Chapter 5.2, Problem 89AYU

In applications, the symbols used for the independent and dependent variables are often based on common usage. So, rather than using $y=f\left(x\right)$ to represent a function, an applied problem might use $C=C\left(q\right)$ to represent the cost $C$ of manufacturing q units of a good. Because of this, the inverse notation $f^{-1}$ used in a pure mathematics problem is not used when finding inverses of applied problems. Rather, the inverse of a function such as $C=C\left(q\right)$ will be $q=q\left(C\right)$. So $C=C\left(q\right)$ is a function that represents the cost $C$ as a function of the number $q$ of units manufactured, and $q=q\left(C\right)$ is a function that represents the number $q$ as a function of the cost $C$. Problems 91-94 illustrate this idea.

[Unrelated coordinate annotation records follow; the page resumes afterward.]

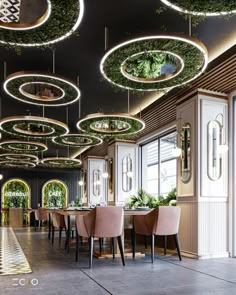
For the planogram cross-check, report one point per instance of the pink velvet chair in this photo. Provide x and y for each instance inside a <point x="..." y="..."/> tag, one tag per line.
<point x="162" y="221"/>
<point x="40" y="216"/>
<point x="58" y="222"/>
<point x="101" y="222"/>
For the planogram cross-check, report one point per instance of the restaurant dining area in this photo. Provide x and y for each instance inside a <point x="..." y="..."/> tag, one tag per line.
<point x="117" y="147"/>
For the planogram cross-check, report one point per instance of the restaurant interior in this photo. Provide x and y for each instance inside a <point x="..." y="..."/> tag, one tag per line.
<point x="117" y="147"/>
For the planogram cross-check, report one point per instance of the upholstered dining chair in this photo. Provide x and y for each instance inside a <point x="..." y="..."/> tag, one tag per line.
<point x="101" y="222"/>
<point x="39" y="217"/>
<point x="162" y="221"/>
<point x="58" y="222"/>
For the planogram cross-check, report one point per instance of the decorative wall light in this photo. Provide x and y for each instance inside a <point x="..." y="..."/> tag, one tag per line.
<point x="97" y="182"/>
<point x="186" y="152"/>
<point x="62" y="20"/>
<point x="32" y="126"/>
<point x="18" y="146"/>
<point x="19" y="157"/>
<point x="78" y="140"/>
<point x="111" y="124"/>
<point x="216" y="146"/>
<point x="202" y="8"/>
<point x="127" y="174"/>
<point x="172" y="60"/>
<point x="41" y="89"/>
<point x="60" y="162"/>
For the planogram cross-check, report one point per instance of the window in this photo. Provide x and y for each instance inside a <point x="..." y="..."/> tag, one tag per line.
<point x="159" y="166"/>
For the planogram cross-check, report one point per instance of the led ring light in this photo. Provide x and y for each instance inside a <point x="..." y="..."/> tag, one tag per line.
<point x="32" y="126"/>
<point x="188" y="51"/>
<point x="61" y="162"/>
<point x="111" y="124"/>
<point x="207" y="9"/>
<point x="15" y="85"/>
<point x="18" y="146"/>
<point x="54" y="28"/>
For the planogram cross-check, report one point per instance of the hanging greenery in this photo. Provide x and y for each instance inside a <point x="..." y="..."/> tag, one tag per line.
<point x="16" y="194"/>
<point x="191" y="51"/>
<point x="64" y="19"/>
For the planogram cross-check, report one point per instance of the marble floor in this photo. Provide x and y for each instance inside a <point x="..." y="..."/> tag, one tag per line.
<point x="56" y="272"/>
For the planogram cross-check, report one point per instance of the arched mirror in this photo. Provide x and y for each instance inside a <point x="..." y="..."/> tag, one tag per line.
<point x="214" y="166"/>
<point x="186" y="153"/>
<point x="127" y="174"/>
<point x="97" y="176"/>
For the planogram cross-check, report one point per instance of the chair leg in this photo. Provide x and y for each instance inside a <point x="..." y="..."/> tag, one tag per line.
<point x="113" y="247"/>
<point x="153" y="247"/>
<point x="176" y="237"/>
<point x="91" y="240"/>
<point x="165" y="244"/>
<point x="77" y="246"/>
<point x="121" y="249"/>
<point x="53" y="230"/>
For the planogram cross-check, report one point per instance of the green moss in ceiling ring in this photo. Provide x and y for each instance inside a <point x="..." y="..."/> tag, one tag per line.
<point x="203" y="7"/>
<point x="15" y="81"/>
<point x="9" y="124"/>
<point x="192" y="52"/>
<point x="64" y="19"/>
<point x="135" y="124"/>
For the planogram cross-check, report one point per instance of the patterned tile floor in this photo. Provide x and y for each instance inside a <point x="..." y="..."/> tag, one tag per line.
<point x="12" y="258"/>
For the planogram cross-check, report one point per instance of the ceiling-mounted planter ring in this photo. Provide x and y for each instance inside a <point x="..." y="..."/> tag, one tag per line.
<point x="18" y="146"/>
<point x="78" y="140"/>
<point x="34" y="127"/>
<point x="19" y="158"/>
<point x="65" y="17"/>
<point x="190" y="52"/>
<point x="17" y="164"/>
<point x="62" y="162"/>
<point x="111" y="124"/>
<point x="203" y="7"/>
<point x="16" y="26"/>
<point x="41" y="89"/>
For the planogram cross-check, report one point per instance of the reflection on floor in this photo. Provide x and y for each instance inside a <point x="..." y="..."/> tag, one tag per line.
<point x="55" y="272"/>
<point x="12" y="258"/>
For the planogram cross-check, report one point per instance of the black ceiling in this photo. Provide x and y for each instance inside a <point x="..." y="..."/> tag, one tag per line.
<point x="81" y="55"/>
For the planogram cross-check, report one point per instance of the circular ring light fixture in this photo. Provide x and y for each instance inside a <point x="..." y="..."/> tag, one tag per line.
<point x="189" y="60"/>
<point x="41" y="89"/>
<point x="111" y="124"/>
<point x="18" y="146"/>
<point x="17" y="158"/>
<point x="61" y="162"/>
<point x="17" y="164"/>
<point x="32" y="126"/>
<point x="63" y="19"/>
<point x="15" y="26"/>
<point x="202" y="8"/>
<point x="78" y="140"/>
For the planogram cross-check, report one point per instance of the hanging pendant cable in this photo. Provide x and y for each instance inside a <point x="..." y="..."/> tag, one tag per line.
<point x="106" y="38"/>
<point x="128" y="101"/>
<point x="190" y="25"/>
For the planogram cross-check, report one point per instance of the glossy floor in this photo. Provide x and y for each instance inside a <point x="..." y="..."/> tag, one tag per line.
<point x="56" y="272"/>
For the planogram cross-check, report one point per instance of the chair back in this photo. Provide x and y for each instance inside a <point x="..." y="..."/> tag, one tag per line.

Vehicle Stopping Distance Taking into account reaction time, the distance $d$ (in feet) that a car requires to come to a complete stop while traveling $r$ miles per hour is given by the function

$d\left(r\right)=6.97r-90.39$

(a) Express the speed $r$ at which the car is traveling as a function of the distance $d$ required to come to a complete stop.

(b) Verify that $r=r\left(d\right)$ is the inverse of $d=d\left(r\right)$ by showing that $r\left(d\left(r\right)\right)=r$ and $d\left(r\left(d\right)\right)=d$.

(c) Predict the speed that a car was traveling if the distance required to stop was 300 feet.